I've been parsing poker hand histories for the past year and have learned quite a deal about parsing in general.
We started with regexes but quickly realized that wouldn't scale easily. We skipped languages from ruby to c++ and finally came to grips that it was the algorithim that had to change.
We picked up Boost::Spirit and watched our speed dramatically rise on orders of more than 10 times our original speed. We then skipped over to java and are currently using antlr to create grammars for each site. This is definitely the fastest method yet and it's very thorough which is nice cause you know exactly where you stand in terms of a 'complete' grammar. Unfortunately, I have spent incredible amounts of time working with these grammars -- they work pretty damn well but not perfectly yet.
Anyways, enough with the background on to the question at hand -- are there any 'exotic' or less well known techniques to parsing that I'm not aware of? I only know of lexing/parsing a grammar and the other inferior regex/loop method.
For those of you who are not familiar with poker hand histories I'll post one so you can tell what the structure is.

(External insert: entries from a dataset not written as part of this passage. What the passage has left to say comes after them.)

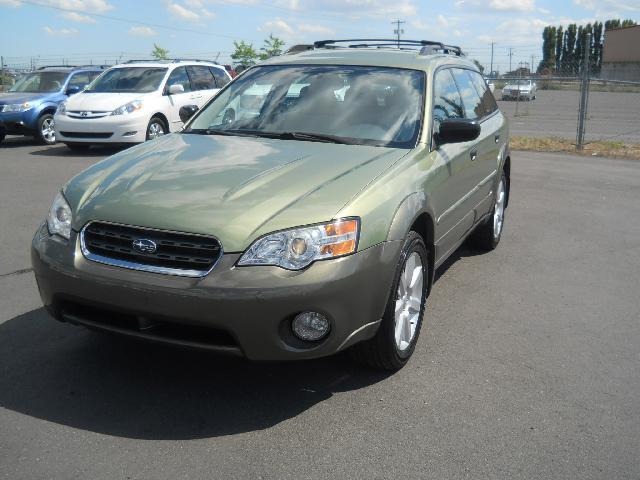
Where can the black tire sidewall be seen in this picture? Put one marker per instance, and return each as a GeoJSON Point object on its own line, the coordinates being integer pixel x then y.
{"type": "Point", "coordinates": [156, 120]}
{"type": "Point", "coordinates": [413, 243]}
{"type": "Point", "coordinates": [39, 136]}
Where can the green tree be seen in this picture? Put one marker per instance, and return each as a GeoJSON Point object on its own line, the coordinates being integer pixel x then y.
{"type": "Point", "coordinates": [559, 47]}
{"type": "Point", "coordinates": [273, 46]}
{"type": "Point", "coordinates": [548, 62]}
{"type": "Point", "coordinates": [244, 54]}
{"type": "Point", "coordinates": [160, 53]}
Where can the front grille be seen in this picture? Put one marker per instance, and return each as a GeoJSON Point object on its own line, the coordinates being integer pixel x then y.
{"type": "Point", "coordinates": [87, 134]}
{"type": "Point", "coordinates": [82, 115]}
{"type": "Point", "coordinates": [173, 253]}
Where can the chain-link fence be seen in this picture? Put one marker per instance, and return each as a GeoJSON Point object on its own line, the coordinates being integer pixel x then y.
{"type": "Point", "coordinates": [607, 100]}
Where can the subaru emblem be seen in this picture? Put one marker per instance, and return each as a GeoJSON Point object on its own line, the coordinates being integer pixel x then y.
{"type": "Point", "coordinates": [144, 245]}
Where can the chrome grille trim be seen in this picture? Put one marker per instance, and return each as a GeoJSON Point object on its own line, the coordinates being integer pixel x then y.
{"type": "Point", "coordinates": [132, 265]}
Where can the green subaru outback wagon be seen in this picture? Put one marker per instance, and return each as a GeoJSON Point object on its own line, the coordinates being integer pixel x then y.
{"type": "Point", "coordinates": [301, 212]}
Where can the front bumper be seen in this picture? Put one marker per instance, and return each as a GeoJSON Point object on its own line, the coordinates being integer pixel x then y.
{"type": "Point", "coordinates": [249, 308]}
{"type": "Point", "coordinates": [17, 123]}
{"type": "Point", "coordinates": [108, 129]}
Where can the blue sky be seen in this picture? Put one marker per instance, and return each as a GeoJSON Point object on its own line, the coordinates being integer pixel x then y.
{"type": "Point", "coordinates": [108, 30]}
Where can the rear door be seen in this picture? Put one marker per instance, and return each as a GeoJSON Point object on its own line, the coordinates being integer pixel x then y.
{"type": "Point", "coordinates": [455, 173]}
{"type": "Point", "coordinates": [176, 101]}
{"type": "Point", "coordinates": [483, 152]}
{"type": "Point", "coordinates": [203, 83]}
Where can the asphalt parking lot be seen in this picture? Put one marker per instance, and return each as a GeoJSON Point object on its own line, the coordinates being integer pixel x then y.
{"type": "Point", "coordinates": [613, 116]}
{"type": "Point", "coordinates": [528, 367]}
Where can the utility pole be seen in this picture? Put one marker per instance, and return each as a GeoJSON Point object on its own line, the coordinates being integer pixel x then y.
{"type": "Point", "coordinates": [584, 96]}
{"type": "Point", "coordinates": [533, 57]}
{"type": "Point", "coordinates": [510, 59]}
{"type": "Point", "coordinates": [491, 69]}
{"type": "Point", "coordinates": [398, 31]}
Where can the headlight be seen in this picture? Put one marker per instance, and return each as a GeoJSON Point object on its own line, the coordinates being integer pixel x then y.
{"type": "Point", "coordinates": [59, 218]}
{"type": "Point", "coordinates": [128, 108]}
{"type": "Point", "coordinates": [22, 107]}
{"type": "Point", "coordinates": [297, 248]}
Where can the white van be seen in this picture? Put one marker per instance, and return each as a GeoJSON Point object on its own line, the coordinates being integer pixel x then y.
{"type": "Point", "coordinates": [136, 101]}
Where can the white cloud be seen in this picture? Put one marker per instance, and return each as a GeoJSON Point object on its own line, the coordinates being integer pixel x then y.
{"type": "Point", "coordinates": [277, 26]}
{"type": "Point", "coordinates": [512, 5]}
{"type": "Point", "coordinates": [95, 6]}
{"type": "Point", "coordinates": [78, 17]}
{"type": "Point", "coordinates": [142, 31]}
{"type": "Point", "coordinates": [62, 32]}
{"type": "Point", "coordinates": [316, 29]}
{"type": "Point", "coordinates": [626, 5]}
{"type": "Point", "coordinates": [192, 14]}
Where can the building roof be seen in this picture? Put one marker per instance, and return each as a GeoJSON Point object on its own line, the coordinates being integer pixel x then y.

Full Tilt Poker Game #12037626529: Table durrrr (heads up, deep) - $500/$1000 -
Pot Limit Omaha Hi - 2:00:48 ET - 2009/05/05
Seat 1: durrrr ($196,456.50)
Seat 2: Gus Hansen ($65,499)
durrrr posts the small blind of $500
Gus Hansen posts the big blind of $1,000
The button is in seat #1
*** HOLE CARDS ***
durrrr raises to $3,000
Gus Hansen raises to $9,000
durrrr calls $6,000
*** FLOP *** [3d 4d 7d]
Gus Hansen has 15 seconds left to act
Gus Hansen checks
durrrr checks
*** TURN *** [3d 4d 7d] [Jh]
Gus Hansen checks
durrrr checks
*** RIVER *** [3d 4d 7d Jh] [Ah]
Gus Hansen has 15 seconds left to act
Gus Hansen checks
durrrr has 15 seconds left to act
123stayfree (Observer): GUS I NOW BRING U LUCK
durrrr bets $7,600
Gus Hansen has 15 seconds left to act
Gus Hansen has requested TIME
Hernandez777 (Observer): Gus has the super-duper nuts
Gus Hansen calls $7,600
Podobed45 (Observer): fluuuuuuuuuush
*** SHOW DOWN ***
durrrr shows [Kc 3s Qd As] two pair, Aces and Threes
Gus Hansen mucks
durrrr wins the pot ($33,199.50) with two pair, Aces and Threes
*** SUMMARY ***
Total pot $33,200 | Rake $0.50
Board: [3d 4d 7d Jh Ah]
Seat 1: durrrr (small blind) collected ($33,199.50)
Seat 2: Gus Hansen (big blind) mucked
I'm well aware of other methods of collecting the information (such as screen-scraping and dll injection) but the need to transform the hand history into structured data is still there so I'm looking only at methods that grab the info such as regex/grammars...
I think if I don't find something I'm going to rewrite our grammars with ocamllex/ocamlyacc.
update
fyi: regexen speed was ~60 hands/sec while the grammars were processing 600+ hands/sec... the entire hand is transformed into xml after the data is all sorted out... there are between 20-30 regexes needed (at last count) for EACH site you want to parse....each site on the grammar side has it's own grammar with ungodly amounts of lexer/parser rules (but it's still smaller code size)
I do have the dragon book and have been reading through it -- which has spurned my interest in using the ocamllex/ocamlyacc.... speed is the name of the game here..